Disclosure statement

No potential conflict of interest was reported by the author.

Notes

1 To explore whether gender affected outcomes, we performed all regression analyses again, controlling for gender; outcomes were similar to the ones without gender as a control variable. Outcomes were also similar when the small group of men was excluded from the analyses. In both additional rounds of analyses, the same variables emerged as significant predictors in the models.

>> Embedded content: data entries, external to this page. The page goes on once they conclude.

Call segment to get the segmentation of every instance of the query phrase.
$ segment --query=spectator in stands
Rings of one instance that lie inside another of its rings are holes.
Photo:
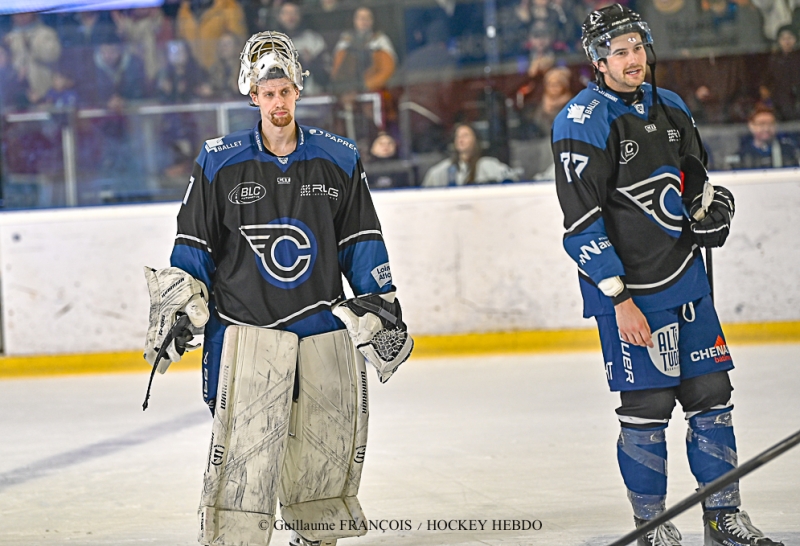
[[[102,42],[95,47],[88,72],[78,80],[78,97],[87,106],[121,111],[126,101],[145,96],[144,63],[125,51],[116,33]]]
[[[698,123],[743,122],[757,94],[742,56],[708,56],[673,66],[678,93]]]
[[[800,51],[790,25],[778,31],[778,50],[769,58],[760,94],[762,100],[772,103],[781,120],[800,119]]]
[[[778,39],[780,30],[792,24],[792,8],[800,7],[795,0],[753,0],[753,4],[761,12],[764,36],[768,40]]]
[[[274,12],[280,5],[281,0],[241,0],[248,36],[271,29],[275,25]]]
[[[0,42],[0,110],[27,105],[27,87],[11,63],[11,52]],[[2,155],[2,154],[0,154]]]
[[[142,60],[147,81],[152,82],[164,65],[166,43],[174,38],[169,19],[159,8],[112,11],[111,17],[128,51]]]
[[[372,10],[362,6],[353,15],[353,30],[339,38],[331,70],[337,91],[378,91],[394,74],[394,46],[386,34],[375,30],[374,22]]]
[[[42,99],[44,104],[55,108],[75,108],[78,106],[78,92],[75,89],[75,76],[67,67],[58,67],[53,71],[53,87]]]
[[[107,11],[68,13],[59,22],[59,35],[64,50],[70,55],[86,55],[115,31],[114,21]]]
[[[239,93],[239,53],[242,46],[239,38],[225,33],[217,42],[217,60],[208,69],[214,95],[221,99],[240,98]]]
[[[25,82],[27,98],[39,102],[53,86],[53,66],[61,56],[56,31],[36,13],[15,13],[12,28],[4,43],[11,52],[11,64],[17,78]]]
[[[470,125],[456,125],[453,145],[453,157],[431,167],[425,173],[423,186],[463,186],[517,180],[517,173],[511,167],[494,157],[481,155],[478,135]]]
[[[192,46],[195,60],[205,69],[216,58],[217,40],[226,32],[247,39],[244,10],[237,0],[183,0],[176,20],[177,36]]]
[[[553,34],[546,23],[537,21],[531,25],[527,47],[530,51],[528,76],[531,78],[543,76],[556,60],[553,50]]]
[[[162,101],[175,104],[213,94],[206,71],[192,57],[185,40],[167,42],[167,64],[156,77],[156,92]]]
[[[381,131],[369,148],[364,170],[373,189],[400,188],[411,185],[412,167],[398,158],[397,142]]]
[[[739,148],[735,169],[772,169],[800,166],[800,145],[787,135],[777,132],[775,111],[766,106],[756,106],[750,114],[745,137]]]
[[[308,8],[308,5],[306,5]],[[303,18],[308,28],[313,28],[325,40],[325,49],[333,51],[342,35],[342,30],[352,24],[353,14],[343,8],[339,0],[320,0],[315,9],[306,9]]]
[[[572,74],[566,67],[551,68],[541,82],[539,100],[523,108],[522,118],[524,138],[549,138],[553,120],[575,95],[572,92]],[[533,90],[536,94],[536,90]]]
[[[702,0],[688,47],[760,50],[765,45],[761,15],[749,0]]]
[[[693,0],[652,0],[639,2],[637,10],[650,25],[659,56],[688,55],[697,27],[700,5]]]
[[[553,48],[565,51],[567,46],[567,15],[563,9],[553,6],[551,0],[521,0],[516,9],[520,21],[530,27],[540,24],[548,29],[553,39]]]
[[[300,64],[310,75],[303,81],[303,94],[318,95],[328,84],[330,55],[325,50],[325,40],[318,32],[303,24],[303,14],[295,2],[284,2],[278,8],[277,30],[292,39],[300,54]]]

2 In a prior study based on the current data (Boelen & Lenferink, Citation2018), trait mindfulness—tapped using the Mindful Attention Awareness Scale (MAAS; Brown & Ryan, Citation2003)—predicted levels of PTS. Although the current study was designed to expand Oglesby et al.’s study (2018) and, therefore, focused on IU, we explored whether the outcomes of the current regression analyses changed when trait mindfulness was controlled. This was not the case: Inhibitory IU continued to predict analogue total PTS, reexperiencing, and hyperarousal when controlling MAAS-scores.

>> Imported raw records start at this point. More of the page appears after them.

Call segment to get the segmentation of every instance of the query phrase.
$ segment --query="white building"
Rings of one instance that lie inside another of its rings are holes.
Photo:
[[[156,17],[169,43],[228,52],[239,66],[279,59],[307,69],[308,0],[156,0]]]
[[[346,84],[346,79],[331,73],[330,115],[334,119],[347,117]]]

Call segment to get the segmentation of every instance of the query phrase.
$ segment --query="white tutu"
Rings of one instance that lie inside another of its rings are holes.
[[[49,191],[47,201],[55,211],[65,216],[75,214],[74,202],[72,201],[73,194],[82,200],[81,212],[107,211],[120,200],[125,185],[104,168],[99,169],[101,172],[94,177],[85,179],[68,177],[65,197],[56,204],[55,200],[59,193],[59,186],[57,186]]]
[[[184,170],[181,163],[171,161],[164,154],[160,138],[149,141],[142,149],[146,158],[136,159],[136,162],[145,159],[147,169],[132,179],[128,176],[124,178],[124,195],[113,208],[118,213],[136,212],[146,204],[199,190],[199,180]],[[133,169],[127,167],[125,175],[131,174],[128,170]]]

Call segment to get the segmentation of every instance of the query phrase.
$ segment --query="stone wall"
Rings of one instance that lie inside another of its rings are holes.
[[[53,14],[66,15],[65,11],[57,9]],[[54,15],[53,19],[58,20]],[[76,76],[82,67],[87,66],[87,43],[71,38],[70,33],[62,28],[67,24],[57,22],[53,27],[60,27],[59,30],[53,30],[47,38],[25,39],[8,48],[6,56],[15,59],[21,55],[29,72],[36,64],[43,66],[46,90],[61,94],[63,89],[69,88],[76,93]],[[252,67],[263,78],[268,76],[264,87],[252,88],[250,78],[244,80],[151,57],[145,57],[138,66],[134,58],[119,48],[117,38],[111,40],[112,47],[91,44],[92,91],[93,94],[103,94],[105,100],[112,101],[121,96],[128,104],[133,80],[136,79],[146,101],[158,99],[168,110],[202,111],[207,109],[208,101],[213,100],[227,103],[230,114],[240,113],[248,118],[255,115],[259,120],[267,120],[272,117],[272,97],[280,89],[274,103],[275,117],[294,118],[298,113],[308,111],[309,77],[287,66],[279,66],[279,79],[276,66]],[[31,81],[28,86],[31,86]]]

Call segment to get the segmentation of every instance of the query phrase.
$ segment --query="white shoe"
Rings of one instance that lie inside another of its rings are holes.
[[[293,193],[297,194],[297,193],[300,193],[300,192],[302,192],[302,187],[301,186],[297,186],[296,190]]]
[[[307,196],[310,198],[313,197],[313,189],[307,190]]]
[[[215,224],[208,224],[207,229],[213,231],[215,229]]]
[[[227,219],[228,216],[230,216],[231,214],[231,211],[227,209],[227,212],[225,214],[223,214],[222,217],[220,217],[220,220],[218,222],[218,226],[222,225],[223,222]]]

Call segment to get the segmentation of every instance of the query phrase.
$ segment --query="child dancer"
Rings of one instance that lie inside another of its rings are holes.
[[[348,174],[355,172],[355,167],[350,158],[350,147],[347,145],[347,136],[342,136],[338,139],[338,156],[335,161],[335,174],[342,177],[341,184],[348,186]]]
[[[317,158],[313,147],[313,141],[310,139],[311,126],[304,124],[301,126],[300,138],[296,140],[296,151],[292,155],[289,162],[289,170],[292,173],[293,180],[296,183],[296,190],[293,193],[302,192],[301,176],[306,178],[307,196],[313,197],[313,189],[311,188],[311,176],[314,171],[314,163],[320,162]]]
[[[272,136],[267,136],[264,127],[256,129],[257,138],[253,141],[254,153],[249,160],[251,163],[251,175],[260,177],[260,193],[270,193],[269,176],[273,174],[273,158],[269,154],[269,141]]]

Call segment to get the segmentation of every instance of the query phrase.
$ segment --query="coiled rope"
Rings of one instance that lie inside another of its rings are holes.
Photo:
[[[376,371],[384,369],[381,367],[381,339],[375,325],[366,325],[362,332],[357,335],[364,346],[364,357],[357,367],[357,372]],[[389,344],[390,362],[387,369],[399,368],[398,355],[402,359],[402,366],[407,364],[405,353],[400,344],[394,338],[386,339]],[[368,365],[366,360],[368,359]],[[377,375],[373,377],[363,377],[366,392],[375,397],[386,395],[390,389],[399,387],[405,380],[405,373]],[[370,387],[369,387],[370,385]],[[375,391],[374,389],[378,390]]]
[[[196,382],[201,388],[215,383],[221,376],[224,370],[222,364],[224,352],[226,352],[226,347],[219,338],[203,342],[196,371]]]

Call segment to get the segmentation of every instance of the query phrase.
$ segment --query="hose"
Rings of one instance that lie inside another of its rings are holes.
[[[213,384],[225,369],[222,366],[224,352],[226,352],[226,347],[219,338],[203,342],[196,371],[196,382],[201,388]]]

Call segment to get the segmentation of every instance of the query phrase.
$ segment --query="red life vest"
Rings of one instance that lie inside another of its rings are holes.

3 For exploratory reasons, we examined if outcomes of these regressions changed considerably when anxiety sensitivity was not included as a covariate. This was not the case. Four significant regression equations emerged with Inhibitory IU but not Prospective IU predicting analogue overall PTS and PTS clusters: Regression predicting PTS total, F = 8.79, R2 = .085, p < .001, β Inhibitory IU = .30 (p = .001), β Prospective IU = -.02 (p = .793); regression predicting PTS reexperiencing, F = 7.53, R2 = .073, p < .001, β Inhibitory IU = .25 (p = .005), β Prospective IU = .04 (p = .691); regression predicting PTS avoidance, F = 4.55, R2 = .046, p = .012, β Inhibitory IU = .24 (p = .007), β Prospective IU = -.05 (p = .546); regression predicting PTS hyperarousal, F = 9.04, R2 = .087, p < .001, β Inhibitory IU = .31 (p < .001), β Prospective IU = -.03 (p = .735).